2

I often find myself wandering through large sets of text, extracting terms or otherwise cleaning things so I re-use a string as a filename or such like.

In a recent task, I grabbed a few hundred pdf files from a website, and wanted to use the article title as the filename to assist my colleagues in checking in the files.

I can get the title from the html, but often illegal win O/S chars are used in the title (e.g. :, ", > etc), which means I have to do some substitutions to ensure that I can use the title.

As a result of the above, I started using this line of code:-

fname = art_number+" "+content_title.replace(":", " -").replace("&#8211;", "-").replace(u'\xae', "-").replace("\"", "").replace("?","").replace("<i>", "").replace("</i>", "").replace("/", " ").replace("<sup>-< sup>", "-")

As you can see.

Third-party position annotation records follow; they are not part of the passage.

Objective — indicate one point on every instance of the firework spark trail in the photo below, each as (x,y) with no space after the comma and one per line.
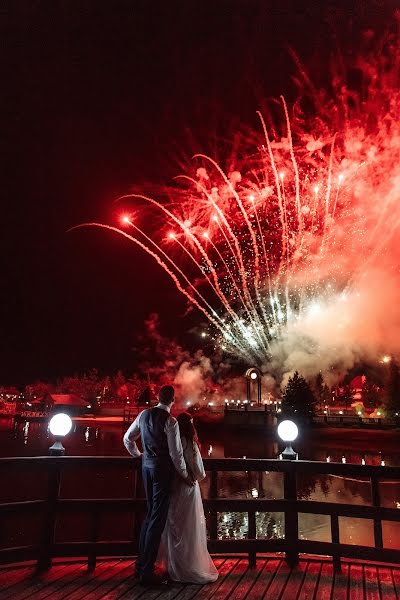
(237,256)
(286,237)
(174,278)
(251,230)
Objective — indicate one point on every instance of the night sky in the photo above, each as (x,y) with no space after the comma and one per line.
(100,97)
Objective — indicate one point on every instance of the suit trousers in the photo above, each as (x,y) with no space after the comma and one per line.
(157,480)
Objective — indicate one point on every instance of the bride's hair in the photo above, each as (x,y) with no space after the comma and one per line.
(187,429)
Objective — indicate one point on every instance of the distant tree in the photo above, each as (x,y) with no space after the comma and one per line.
(371,395)
(392,391)
(298,400)
(346,396)
(39,389)
(321,390)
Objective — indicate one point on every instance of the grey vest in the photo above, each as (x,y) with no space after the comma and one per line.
(154,439)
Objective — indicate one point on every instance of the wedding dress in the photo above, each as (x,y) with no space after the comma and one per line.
(183,548)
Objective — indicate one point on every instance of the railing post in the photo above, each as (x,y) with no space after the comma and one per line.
(291,518)
(337,565)
(214,514)
(376,502)
(94,529)
(252,536)
(50,518)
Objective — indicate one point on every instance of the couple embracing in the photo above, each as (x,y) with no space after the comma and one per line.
(174,530)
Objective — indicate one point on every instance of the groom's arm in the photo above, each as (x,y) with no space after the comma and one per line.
(130,437)
(175,447)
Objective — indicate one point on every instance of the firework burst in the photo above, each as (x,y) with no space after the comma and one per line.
(263,248)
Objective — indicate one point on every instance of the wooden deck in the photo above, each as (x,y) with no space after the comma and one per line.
(271,578)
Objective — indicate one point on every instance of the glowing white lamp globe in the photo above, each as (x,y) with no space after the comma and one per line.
(288,432)
(60,424)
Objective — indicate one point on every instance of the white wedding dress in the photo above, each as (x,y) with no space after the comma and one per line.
(183,548)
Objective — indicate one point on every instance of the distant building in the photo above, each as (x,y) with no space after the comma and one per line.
(69,403)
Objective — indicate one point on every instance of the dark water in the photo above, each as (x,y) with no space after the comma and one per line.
(33,439)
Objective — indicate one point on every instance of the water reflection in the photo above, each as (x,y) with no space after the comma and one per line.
(361,447)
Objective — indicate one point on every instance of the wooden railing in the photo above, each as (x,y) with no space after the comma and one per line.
(54,505)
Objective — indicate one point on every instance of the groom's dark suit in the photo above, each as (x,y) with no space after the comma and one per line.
(162,451)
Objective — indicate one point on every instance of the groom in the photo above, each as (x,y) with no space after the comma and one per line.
(162,456)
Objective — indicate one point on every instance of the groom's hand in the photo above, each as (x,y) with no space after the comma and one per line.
(189,481)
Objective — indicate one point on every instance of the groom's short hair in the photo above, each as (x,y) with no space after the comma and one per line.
(166,394)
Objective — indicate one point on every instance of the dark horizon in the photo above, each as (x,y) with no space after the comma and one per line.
(102,98)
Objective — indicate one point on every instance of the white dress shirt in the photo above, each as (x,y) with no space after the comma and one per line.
(171,430)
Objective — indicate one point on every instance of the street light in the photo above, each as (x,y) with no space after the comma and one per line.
(60,425)
(288,432)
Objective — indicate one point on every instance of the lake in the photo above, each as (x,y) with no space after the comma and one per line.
(33,439)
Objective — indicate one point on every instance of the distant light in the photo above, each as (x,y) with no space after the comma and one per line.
(60,424)
(288,431)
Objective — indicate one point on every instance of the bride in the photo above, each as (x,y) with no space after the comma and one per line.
(183,548)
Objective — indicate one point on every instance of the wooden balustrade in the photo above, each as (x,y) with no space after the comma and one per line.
(291,505)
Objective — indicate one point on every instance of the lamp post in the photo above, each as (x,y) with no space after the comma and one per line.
(288,432)
(60,425)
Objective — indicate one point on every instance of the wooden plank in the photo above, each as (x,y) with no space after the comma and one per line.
(279,580)
(224,571)
(325,583)
(310,581)
(82,576)
(396,579)
(386,582)
(53,587)
(341,583)
(356,588)
(190,590)
(231,581)
(9,577)
(120,572)
(32,585)
(264,579)
(371,583)
(89,581)
(249,578)
(295,581)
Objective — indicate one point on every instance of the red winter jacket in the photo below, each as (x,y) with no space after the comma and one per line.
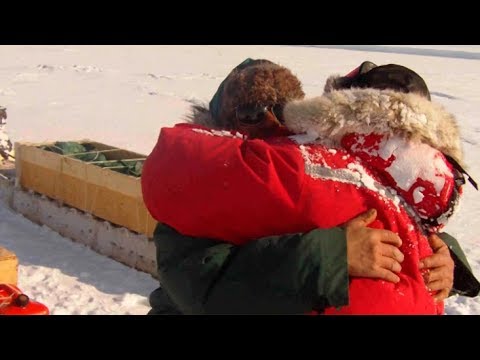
(216,184)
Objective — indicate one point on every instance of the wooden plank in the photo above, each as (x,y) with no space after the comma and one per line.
(8,267)
(105,193)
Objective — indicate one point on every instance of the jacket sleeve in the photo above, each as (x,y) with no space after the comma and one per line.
(464,282)
(289,274)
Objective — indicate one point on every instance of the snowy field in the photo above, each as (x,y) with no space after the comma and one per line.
(123,95)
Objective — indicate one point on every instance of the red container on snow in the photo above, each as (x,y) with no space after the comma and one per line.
(14,302)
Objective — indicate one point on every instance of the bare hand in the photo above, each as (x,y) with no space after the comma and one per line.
(439,266)
(372,253)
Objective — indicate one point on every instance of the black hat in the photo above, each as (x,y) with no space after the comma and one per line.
(391,76)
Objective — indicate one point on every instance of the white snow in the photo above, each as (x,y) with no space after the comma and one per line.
(123,95)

Heaps of str.replace, not very readable or manageable.

Each of the replacements are generally manually considered, I wouldn't want to throw them at a code book as there are usually some nuances per set of content that I want to find and check.

What would be your approach to this?

Jay Gattuso
  • 3,890
  • 12
  • 37
  • 51
  • 2
    At least consider building a lookup table instead of one big chain.... and possibly utilising `re.sub` – Jon Clements Dec 04 '13 at 18:17
  • @JonClements I have built lookups for larger projects - this one started with only two replacements then popped. Whats the advantage of `re.sub`? – Jay Gattuso Dec 04 '13 at 18:24

4 Answers4

2

For single-char replacements, I would use unicode.translate

For longer strings, I would build a dict of possible replacements indexed by leading two characters, then step through the string testing only the possible replacements at each position.

Hugh Bothwell
  • 55,315
  • 8
  • 84
  • 99
1
import re
keys = ":","&#8211;",...
def replacer(match):
    return {
       "&#8211;": "-",
       ":":"-",
        ...
    }[match.group(0)]

re.sub("|".join("(%s)"%k for k in sorted(keys,key=len,reverse=True)),replacer,my_text)

I think would work ....

Joran Beasley
  • 110,522
  • 12
  • 160
  • 179
  • 1
    The premise is fine -a few points though: use `re.escape` on the elements as some of them could affect the operation of the regex unescaped - you're missing the `key=` and `reverse=` for the `sorted` and the `replacer` function will receive a match object, not a string... – Jon Clements Dec 04 '13 at 18:43
1

This answer from a previous question asked would work well for you I think. Python replace multiple strings. It wasn't the excepted answer, but it works well and is in a nice small function.

Community
  • 1
  • 1
Chris Hagmann
  • 1,086
  • 8
  • 14
1

You could use reduce() and a sequence of the replacement pairs:

from functools import reduce

replacements = (":", " -"), ("a", "1"), ("b", "2"), ("c", "3")
content_title = "Testing: abc"
print reduce(lambda s, args: s.replace(*args), replacements, content_title)

Output:

Testing - 123
martineau
  • 119,623
  • 25
  • 170
  • 301